7. The multi-factor based industrial internet of things session key agreement method of claim 1, wherein: the specific process of updating the user password and the biological characteristics in the step (3) is as follows:

(3.1.1) user U _i Reading a smart card SC by a card reader _i And provide own ID _i Old passwordAnd old biometric information->

(3.1.2)SC _i Calculation ofFurther calculate->

(3.1.3) authentication of TPW on Smart card _i ^old Whether or not to equal TPW _i Judging whether the following operations need to be executed or not;

(3.1.4) when authentication is completed, SC _i Calculation of

(3.1.5) user U _i Obtaining SC _i After the next instruction of U _i Inputting new passwordsAnd new biometric information is entered +.>Calculate->

(3.1.6)SC _i Using a new passwordAnd a new biometric key->Separately calculate->

(3.1.7) Smart card SC _i Ksu in memory _i ；RID _i ；SDList；TPW _i ；τ _i Changed to At this point, password and biometric updates have been completed;

user U _i The password and biometric are updated periodically.

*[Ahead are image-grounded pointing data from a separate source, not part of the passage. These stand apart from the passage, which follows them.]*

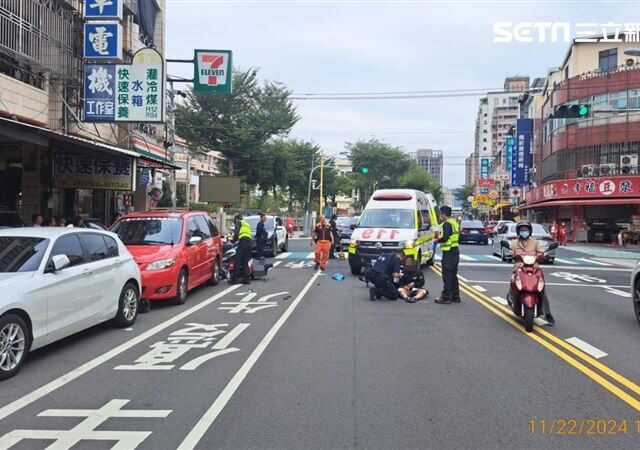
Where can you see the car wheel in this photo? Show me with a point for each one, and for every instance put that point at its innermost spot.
(182, 287)
(127, 306)
(215, 273)
(14, 344)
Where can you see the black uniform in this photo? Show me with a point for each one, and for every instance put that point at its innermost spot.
(450, 261)
(383, 269)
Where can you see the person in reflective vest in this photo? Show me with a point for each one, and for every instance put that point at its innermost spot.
(242, 235)
(450, 257)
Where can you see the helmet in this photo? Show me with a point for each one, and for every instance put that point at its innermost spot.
(524, 223)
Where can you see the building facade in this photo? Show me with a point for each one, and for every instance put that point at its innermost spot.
(431, 161)
(586, 170)
(51, 162)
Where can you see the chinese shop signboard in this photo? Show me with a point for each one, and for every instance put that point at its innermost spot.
(125, 92)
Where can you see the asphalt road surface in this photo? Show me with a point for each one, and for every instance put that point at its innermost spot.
(301, 360)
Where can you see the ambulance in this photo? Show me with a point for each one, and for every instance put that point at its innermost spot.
(394, 219)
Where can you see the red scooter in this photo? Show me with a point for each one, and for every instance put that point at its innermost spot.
(527, 286)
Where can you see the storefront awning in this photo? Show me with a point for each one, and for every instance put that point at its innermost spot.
(584, 202)
(42, 136)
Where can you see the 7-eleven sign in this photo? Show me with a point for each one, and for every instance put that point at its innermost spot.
(213, 71)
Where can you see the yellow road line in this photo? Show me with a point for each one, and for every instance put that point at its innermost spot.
(511, 319)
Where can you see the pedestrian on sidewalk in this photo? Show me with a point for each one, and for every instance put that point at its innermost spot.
(450, 257)
(385, 273)
(322, 237)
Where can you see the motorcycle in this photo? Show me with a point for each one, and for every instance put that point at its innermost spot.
(229, 263)
(527, 286)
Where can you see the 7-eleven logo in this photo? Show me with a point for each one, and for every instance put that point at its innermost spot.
(212, 68)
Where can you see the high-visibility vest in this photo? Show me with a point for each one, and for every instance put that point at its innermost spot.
(245, 230)
(453, 240)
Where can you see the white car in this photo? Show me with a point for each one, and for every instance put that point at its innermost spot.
(58, 281)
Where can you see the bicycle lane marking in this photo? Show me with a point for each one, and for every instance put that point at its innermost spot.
(52, 386)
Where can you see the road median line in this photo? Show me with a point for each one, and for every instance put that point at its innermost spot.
(560, 349)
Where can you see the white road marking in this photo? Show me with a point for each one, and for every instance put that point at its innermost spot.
(566, 261)
(205, 422)
(33, 396)
(613, 290)
(501, 300)
(591, 261)
(587, 348)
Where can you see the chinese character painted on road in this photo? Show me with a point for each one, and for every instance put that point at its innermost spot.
(179, 343)
(100, 81)
(626, 187)
(247, 306)
(87, 429)
(100, 4)
(100, 40)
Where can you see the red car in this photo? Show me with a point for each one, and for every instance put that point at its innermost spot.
(176, 251)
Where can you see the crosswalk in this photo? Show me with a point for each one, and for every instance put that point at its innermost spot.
(470, 259)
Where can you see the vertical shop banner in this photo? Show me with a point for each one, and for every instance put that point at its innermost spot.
(521, 159)
(125, 92)
(103, 40)
(103, 9)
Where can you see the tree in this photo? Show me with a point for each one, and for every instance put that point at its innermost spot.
(462, 194)
(240, 123)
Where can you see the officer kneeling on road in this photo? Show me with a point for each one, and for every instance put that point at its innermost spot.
(385, 270)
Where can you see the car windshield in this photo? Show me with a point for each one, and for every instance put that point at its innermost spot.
(21, 254)
(471, 224)
(253, 222)
(149, 230)
(10, 220)
(387, 218)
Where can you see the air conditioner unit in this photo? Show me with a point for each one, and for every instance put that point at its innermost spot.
(628, 164)
(589, 170)
(608, 169)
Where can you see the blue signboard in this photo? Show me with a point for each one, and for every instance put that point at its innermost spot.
(103, 40)
(103, 9)
(99, 92)
(522, 156)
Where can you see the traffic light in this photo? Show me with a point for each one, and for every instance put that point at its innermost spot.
(571, 111)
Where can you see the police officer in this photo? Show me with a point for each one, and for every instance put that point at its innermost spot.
(242, 235)
(450, 257)
(385, 269)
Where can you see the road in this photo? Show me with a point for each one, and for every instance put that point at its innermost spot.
(301, 360)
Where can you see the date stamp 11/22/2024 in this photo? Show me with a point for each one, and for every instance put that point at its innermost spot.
(584, 427)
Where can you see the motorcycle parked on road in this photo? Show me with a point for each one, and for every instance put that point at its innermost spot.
(527, 286)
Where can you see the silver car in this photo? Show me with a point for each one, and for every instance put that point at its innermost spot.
(508, 231)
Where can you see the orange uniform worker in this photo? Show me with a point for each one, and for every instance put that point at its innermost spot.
(322, 236)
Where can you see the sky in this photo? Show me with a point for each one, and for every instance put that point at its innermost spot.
(381, 46)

8. The multi-factor based industrial internet of things session key agreement method of claim 1, wherein: the specific process of equipment updating in the step (3) is as follows:

(3.2.1) registering the Internet of things equipment of different manufacturers on a Server; server using self-generated random secret valuesUnalterable identity of package SD +.>Obtain a pseudonym identifier different from the existing node +.>

(3.2.2) the Server calculates the private key of the Internet of things device using the private key S of the work area where the Internet of things device is to be deployedThe Server stores the registration information in the memory of the new Internet of things equipment, and updates the equipment information into an equipment list of the area;

and (3.2.3) deploying the Internet of things equipment in the working area, informing legal users in the area of deploying new equipment, updating the equipment list security by the users, and enabling the legal users to communicate with the new equipment to obtain access control and service.

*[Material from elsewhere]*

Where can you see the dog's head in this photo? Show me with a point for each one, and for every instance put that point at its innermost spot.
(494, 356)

9. The multi-factor based industrial internet of things session key agreement method of claim 1, wherein: the specific method for user revocation in the step (3) is as follows:

(3.3.1) the industrial Server registers and records legal users who participate in session communication and are authorized; for all registered executable users, the Server can modify the legitimacy and cancel the executable authorization; the Server may re-encrypt and encapsulate the name EID of the revoked user using a direct long-term key _i ＝DID _i S, the packaged user ID is still stored in an authorization list of the Internet of things area as a record and a certificate;

(3.3.2) in the session Key protocol phase, when the user sends a request message MQ1= { RID to the Server _i ，M1，M2，M3，M4，T ₁ When the user is authorized, the Server verifies whether the user still has legal authorization and searches the authorized user list; such asIf the user has been revoked, the Server will not retrieve the pseudonym information of the user in the list and the request information sent by the revoked user will not receive a response.